# kupferpaste in verbindung mit alu kritisch?



## *adrenalin* (13. August 2008)

hallo,
in zusammenhang mit titan-rahmen hört und liest man immer wieder, daß kupferpaste wunder wirken soll. in der regel treffen dort aber alu und titan aufeinander (rahmen --> lagerschalen, rahmen --> sattelstütze, rahmen --> innenlager/ebb usw.).
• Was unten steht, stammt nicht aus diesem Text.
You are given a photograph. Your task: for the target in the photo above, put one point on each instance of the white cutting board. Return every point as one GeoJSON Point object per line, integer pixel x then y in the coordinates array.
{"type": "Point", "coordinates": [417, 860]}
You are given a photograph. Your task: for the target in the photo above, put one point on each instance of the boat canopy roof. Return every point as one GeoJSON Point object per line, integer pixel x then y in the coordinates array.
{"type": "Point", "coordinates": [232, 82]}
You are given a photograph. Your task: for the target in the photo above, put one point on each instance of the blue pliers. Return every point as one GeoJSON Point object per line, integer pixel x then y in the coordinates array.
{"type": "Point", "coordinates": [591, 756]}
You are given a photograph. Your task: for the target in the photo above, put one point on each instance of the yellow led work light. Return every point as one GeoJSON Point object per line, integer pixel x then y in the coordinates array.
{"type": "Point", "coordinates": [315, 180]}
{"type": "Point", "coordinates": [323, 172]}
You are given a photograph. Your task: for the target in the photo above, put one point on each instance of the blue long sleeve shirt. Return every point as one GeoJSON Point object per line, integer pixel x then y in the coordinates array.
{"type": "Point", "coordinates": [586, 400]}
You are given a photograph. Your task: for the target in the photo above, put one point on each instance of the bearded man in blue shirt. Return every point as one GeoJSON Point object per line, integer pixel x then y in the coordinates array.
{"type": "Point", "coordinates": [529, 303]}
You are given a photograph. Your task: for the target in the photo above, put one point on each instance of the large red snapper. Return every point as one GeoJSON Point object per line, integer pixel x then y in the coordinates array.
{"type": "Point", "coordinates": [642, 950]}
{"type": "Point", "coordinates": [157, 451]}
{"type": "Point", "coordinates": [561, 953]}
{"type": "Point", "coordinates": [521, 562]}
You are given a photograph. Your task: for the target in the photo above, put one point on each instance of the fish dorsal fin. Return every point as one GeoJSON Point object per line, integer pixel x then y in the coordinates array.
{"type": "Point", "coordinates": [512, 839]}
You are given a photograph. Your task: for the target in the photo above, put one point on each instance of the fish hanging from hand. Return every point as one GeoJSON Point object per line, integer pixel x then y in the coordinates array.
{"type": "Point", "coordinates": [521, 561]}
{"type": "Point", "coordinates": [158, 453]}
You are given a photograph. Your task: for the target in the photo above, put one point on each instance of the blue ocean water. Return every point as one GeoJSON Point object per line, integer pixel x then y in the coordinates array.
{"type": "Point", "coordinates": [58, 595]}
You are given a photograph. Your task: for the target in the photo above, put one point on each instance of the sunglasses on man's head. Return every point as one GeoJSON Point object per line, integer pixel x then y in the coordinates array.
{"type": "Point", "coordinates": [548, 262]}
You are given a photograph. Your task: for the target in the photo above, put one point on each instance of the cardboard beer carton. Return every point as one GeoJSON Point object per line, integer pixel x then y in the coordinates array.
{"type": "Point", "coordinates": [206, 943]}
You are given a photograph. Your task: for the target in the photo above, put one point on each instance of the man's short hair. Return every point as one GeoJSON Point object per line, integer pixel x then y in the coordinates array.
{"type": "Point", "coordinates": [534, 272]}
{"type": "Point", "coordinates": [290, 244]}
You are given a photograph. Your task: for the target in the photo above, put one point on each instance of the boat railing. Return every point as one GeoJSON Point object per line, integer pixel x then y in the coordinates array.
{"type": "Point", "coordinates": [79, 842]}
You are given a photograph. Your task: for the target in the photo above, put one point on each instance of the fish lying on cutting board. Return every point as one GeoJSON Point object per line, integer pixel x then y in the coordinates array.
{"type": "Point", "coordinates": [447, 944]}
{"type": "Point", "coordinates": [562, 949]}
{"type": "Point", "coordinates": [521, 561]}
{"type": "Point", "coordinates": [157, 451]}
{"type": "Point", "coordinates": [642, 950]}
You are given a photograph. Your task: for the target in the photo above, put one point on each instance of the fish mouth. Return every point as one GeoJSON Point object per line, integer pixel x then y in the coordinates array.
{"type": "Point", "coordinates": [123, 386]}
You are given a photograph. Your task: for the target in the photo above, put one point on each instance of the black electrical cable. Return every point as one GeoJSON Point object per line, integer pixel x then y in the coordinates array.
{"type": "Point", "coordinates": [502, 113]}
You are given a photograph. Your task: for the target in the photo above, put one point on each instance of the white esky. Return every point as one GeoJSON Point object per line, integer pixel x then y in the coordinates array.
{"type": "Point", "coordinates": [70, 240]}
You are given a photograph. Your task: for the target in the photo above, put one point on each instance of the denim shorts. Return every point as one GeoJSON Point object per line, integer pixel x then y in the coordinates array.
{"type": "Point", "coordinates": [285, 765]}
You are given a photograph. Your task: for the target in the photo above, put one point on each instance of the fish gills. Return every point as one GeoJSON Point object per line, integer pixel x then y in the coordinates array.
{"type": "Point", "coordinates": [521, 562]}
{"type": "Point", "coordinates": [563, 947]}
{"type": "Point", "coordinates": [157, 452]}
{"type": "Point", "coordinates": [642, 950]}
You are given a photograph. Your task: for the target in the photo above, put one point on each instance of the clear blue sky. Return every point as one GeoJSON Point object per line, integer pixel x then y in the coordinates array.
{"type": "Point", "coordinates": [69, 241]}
jetzt habe ich neulich diesen hinweis gelesen:
"...Kupferpaste ist eine auf Dauer garantiert tödliche Verbindung, das Alu löst sich durch elektrochemische Korosion auf die Dauer aber dafür mit absoluter Sicherheit auf. Nach dem gleichen Prinzip funktionieren z.B. sogenannte Opferanoden an Heizungsanlagen, das unedlere Metall löst sich zugunsten des edleren auf und schützt dieses dadurch vor Korosion..."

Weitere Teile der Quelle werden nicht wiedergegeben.